Marcus Tullius Cicero was one of Rome's greatest orators and prose stylists. He was also a statesman, lawyer and philosopher.
De Natura Deorum (On the Nature of the Gods) was written by Cicero in 45 BC and discusses the beliefs of different Roman and Greek philosophers. It consists of three books.
Nyx and the line of her many offspring are spoken of in Book III, XVII.
"And if he is a god, his father Cælus [Ouranos] must also be acknowledged to be one.
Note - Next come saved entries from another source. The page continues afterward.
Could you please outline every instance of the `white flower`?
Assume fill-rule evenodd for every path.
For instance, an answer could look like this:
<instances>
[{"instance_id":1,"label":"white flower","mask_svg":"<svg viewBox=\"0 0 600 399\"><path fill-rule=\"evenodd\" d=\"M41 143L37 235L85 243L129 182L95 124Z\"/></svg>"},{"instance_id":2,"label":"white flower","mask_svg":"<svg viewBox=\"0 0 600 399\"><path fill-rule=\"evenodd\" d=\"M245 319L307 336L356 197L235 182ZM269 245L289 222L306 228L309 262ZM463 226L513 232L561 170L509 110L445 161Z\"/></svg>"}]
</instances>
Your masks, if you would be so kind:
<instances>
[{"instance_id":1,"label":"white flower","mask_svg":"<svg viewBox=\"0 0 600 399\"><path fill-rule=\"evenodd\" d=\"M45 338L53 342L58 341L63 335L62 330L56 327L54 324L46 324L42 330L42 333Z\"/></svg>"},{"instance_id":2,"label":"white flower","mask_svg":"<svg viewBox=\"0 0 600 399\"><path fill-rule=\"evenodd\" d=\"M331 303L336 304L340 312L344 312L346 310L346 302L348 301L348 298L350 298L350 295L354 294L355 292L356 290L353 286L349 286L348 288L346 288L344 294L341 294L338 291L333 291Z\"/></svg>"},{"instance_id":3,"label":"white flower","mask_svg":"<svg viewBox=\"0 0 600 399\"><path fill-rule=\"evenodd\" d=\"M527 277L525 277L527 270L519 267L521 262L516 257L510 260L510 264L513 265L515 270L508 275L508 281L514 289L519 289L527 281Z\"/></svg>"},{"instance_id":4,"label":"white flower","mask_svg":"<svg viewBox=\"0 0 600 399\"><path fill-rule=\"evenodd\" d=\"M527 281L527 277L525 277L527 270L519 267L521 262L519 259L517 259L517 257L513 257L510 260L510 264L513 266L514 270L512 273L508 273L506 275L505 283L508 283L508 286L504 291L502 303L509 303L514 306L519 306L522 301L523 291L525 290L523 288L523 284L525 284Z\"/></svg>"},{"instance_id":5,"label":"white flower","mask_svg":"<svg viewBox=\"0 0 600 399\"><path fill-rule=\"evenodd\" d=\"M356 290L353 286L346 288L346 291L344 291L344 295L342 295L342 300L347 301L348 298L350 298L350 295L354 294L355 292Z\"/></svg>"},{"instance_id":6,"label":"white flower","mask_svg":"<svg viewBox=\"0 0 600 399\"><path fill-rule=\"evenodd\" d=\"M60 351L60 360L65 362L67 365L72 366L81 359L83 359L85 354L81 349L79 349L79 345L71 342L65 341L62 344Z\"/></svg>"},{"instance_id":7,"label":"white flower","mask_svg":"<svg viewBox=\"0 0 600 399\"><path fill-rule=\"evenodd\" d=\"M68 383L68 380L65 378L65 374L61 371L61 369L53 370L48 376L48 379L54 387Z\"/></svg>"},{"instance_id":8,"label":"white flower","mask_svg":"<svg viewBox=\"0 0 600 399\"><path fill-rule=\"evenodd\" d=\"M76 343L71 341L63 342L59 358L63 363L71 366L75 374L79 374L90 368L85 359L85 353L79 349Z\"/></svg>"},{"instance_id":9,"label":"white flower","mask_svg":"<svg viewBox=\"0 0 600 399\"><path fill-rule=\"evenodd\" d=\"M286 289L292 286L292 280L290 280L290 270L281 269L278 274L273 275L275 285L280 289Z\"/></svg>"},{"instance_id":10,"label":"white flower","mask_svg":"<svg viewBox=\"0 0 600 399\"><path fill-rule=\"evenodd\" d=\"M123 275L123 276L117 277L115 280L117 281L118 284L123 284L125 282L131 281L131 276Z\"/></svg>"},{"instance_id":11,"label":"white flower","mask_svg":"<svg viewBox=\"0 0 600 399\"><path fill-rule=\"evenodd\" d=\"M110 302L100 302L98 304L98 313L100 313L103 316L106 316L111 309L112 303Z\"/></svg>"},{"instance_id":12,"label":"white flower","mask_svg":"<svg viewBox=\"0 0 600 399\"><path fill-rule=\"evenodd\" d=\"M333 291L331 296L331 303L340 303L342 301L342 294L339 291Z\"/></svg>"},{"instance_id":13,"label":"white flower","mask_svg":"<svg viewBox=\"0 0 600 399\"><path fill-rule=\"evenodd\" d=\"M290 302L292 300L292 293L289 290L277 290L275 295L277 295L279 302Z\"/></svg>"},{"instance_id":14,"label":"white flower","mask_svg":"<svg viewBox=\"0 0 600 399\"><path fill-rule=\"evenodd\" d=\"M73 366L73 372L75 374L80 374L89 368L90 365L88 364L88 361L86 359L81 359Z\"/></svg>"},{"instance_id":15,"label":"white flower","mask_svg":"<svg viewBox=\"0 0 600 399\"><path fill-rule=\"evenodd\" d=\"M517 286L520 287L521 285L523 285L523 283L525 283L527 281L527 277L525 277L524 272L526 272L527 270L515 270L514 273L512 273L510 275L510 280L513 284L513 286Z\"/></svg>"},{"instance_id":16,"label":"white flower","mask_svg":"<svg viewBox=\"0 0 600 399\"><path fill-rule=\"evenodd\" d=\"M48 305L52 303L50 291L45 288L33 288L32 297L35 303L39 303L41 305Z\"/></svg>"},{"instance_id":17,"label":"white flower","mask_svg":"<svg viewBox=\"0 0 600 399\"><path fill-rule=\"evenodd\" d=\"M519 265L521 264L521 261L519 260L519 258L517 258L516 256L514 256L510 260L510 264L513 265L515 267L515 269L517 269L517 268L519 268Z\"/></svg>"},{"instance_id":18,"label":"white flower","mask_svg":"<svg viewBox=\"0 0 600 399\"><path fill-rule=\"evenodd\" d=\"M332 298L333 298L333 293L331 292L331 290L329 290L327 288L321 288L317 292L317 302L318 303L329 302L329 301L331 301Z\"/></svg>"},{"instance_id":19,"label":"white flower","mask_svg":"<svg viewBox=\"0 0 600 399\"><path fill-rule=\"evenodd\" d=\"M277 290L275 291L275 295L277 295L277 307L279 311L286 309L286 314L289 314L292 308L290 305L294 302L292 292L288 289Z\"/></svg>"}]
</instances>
In that case the parents of Cælus [Ouranos] himself, Æther [Aither] and Dies [Hemera], must be considered so, and their brothers and sisters, who are named by the old genealogists as follows: Love (Amor) [Eros], Guile (Dolus) [Dolos], Fear (Metus) [Deimos], Labor [Ponos], Envy (Invidentia) [Nemesis], Fate (Fatum) [Moros], Old Age (Senectus) [Geras], Death (Mors) [Thanatos], Darkness (Tenebrae) [Keres], Misery (Miseria) [Oizys], Lamentation (Querella) [Momos], Partiality (Gratia) [Philotes], Deceit (Fraus) [Apate], Stubborness (Pertinacia), the Fates (The Parcae) [The Moirai], the Hesperides and Dreams (the Somnia) [the Oneiroi], all of whom, they say, were born from Erebus [Erebos] and Night [Nyx]."
Book sources:
Marci Tullii Ciceron. Marci Tullii Ciceronis ; De natura deorum. Translation by Francis Brooks. Methuen & Co. 1896.